Perhaps the most revelatory aspect of Bostridge’s study is his account of how Nightingale made her way to such a position of indirect but very real power. The product of a family which had for generations been prominent in evangelical Dissenting circles, Nightingale received a wide-ranging and liberal education. By 16, she had “the rudiments of chemistry, geography, physics and astronomy” and was also studying mathematics, grammar, philosophy and a wide range of history. She could speak French and Italian, and as a teenager her Greek and Latin were good enough that she was translating Homer and Socrates. Exposure to the emerging science of statistics gave her the tools to later grapple with public health questions on a grand scale. And, as Bostridge masterfully demonstrates, the philosophical and theological legacy of her grandfather — a prominent abolitionist and fervent advocate of social reform — permeated her upbringing.

But however central her family was in giving her the tools to achieve her ambitions, the almost paradoxical fact is that, from early on, Nightingale held the conviction that life as the daughter of an upper-class family was in essence a prison. Her early ambitions were to care for the sick in practical terms and to work for moral and religious improvement in the neglected profession of nursing. These goals were constantly hemmed in by the demands of her mother and sister, who expected Florence to take her place in the pageantry of upper-class feminine life. And though she was neither a killjoy (she loved travel and the opera) nor immune to the temptations of married life (after a proposal, she meditated in her diary on her “passional nature”, which would, she thought, be fulfilled in her husband), she was always keenly aware of the limits a conventional life would impose on her. A quasi-autobiographical work titled Cassandra testifies to her bitterness over having to make this choice. But once she did, she never seems to have looked back.

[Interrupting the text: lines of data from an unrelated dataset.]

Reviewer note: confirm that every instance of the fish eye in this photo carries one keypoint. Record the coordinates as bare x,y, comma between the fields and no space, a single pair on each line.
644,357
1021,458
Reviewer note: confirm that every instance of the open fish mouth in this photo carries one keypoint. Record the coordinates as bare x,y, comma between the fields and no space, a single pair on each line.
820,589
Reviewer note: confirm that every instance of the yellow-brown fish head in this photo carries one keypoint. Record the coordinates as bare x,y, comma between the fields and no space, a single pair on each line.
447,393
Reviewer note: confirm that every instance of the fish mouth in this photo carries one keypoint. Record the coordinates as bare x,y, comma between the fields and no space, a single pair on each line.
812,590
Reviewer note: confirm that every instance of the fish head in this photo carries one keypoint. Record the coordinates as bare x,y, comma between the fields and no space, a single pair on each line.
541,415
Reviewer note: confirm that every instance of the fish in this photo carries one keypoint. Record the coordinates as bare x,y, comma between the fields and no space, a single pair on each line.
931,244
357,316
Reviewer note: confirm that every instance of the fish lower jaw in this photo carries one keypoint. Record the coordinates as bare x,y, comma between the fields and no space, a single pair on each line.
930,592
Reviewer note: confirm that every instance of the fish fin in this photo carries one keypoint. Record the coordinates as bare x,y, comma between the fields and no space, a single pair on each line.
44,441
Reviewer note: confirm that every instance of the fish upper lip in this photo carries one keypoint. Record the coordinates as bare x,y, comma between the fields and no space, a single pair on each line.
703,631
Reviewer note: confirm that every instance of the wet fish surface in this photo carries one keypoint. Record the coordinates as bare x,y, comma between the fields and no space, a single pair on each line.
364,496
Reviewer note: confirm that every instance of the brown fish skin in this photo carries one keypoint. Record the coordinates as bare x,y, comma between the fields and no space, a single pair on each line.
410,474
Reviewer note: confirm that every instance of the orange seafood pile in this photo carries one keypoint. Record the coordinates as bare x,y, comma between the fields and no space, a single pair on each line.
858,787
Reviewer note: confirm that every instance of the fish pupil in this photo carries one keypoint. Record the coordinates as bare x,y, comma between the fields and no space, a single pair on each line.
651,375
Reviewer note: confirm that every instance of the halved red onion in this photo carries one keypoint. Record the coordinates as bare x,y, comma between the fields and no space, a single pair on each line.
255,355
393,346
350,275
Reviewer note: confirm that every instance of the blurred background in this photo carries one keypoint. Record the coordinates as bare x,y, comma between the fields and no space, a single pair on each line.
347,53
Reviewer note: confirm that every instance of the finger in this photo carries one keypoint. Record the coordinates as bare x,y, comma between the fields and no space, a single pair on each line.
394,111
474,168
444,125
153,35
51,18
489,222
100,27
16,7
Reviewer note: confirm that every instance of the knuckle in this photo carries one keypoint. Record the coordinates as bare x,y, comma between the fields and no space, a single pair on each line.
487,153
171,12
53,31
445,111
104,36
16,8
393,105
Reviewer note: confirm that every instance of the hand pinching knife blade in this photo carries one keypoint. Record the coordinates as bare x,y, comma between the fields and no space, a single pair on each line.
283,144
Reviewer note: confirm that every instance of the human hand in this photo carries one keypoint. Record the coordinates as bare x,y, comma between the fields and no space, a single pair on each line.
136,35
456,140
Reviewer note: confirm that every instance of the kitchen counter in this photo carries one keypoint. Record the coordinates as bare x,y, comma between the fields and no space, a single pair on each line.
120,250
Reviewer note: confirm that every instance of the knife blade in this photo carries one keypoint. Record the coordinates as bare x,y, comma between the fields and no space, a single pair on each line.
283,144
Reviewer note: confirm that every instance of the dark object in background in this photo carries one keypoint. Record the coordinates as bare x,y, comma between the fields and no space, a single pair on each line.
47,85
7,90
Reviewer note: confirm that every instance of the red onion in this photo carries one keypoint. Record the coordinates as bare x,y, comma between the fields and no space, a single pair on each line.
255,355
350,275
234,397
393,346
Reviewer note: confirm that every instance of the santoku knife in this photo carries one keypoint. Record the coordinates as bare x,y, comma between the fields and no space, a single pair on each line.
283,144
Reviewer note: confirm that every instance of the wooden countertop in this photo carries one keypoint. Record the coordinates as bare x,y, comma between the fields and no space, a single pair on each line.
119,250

As Bostridge reveals more and more of the shape of the icon, we find her still — perhaps even more — admirable, formidable, inspiring, and heroic but not particularly likable. Although she commanded almost limitless devotion from a circle of family and friends, she was implacable in her professional feuds; in letters about those who got in her way, she could be scathing. Perhaps the most illuminating truth this study unveils is neither Nightingale’s capacity for outrage nor her powerful charisma, but her resolute empiricism. Throughout her life Nightingale let one after another of her preconceived ideas fall away in favor of what she saw before her, without the least tremor in her core convictions. Focused on the morality of nurses as a young reformer, she later trained her energy on more practical issues of hygiene and became a passionate advocate of the sanitarian movement. Dismissive of germ theory in her early years, by the end of her career she urged nurses to practice antisepsis. Throughout the book, her voracious hunger for better information on the world is palpable. Mark Bostridge has given us a biography that, in its diligence, its painstaking search after nothing but the truth, does most noble justice to its subject, whose goal was always to bring light into the darkness.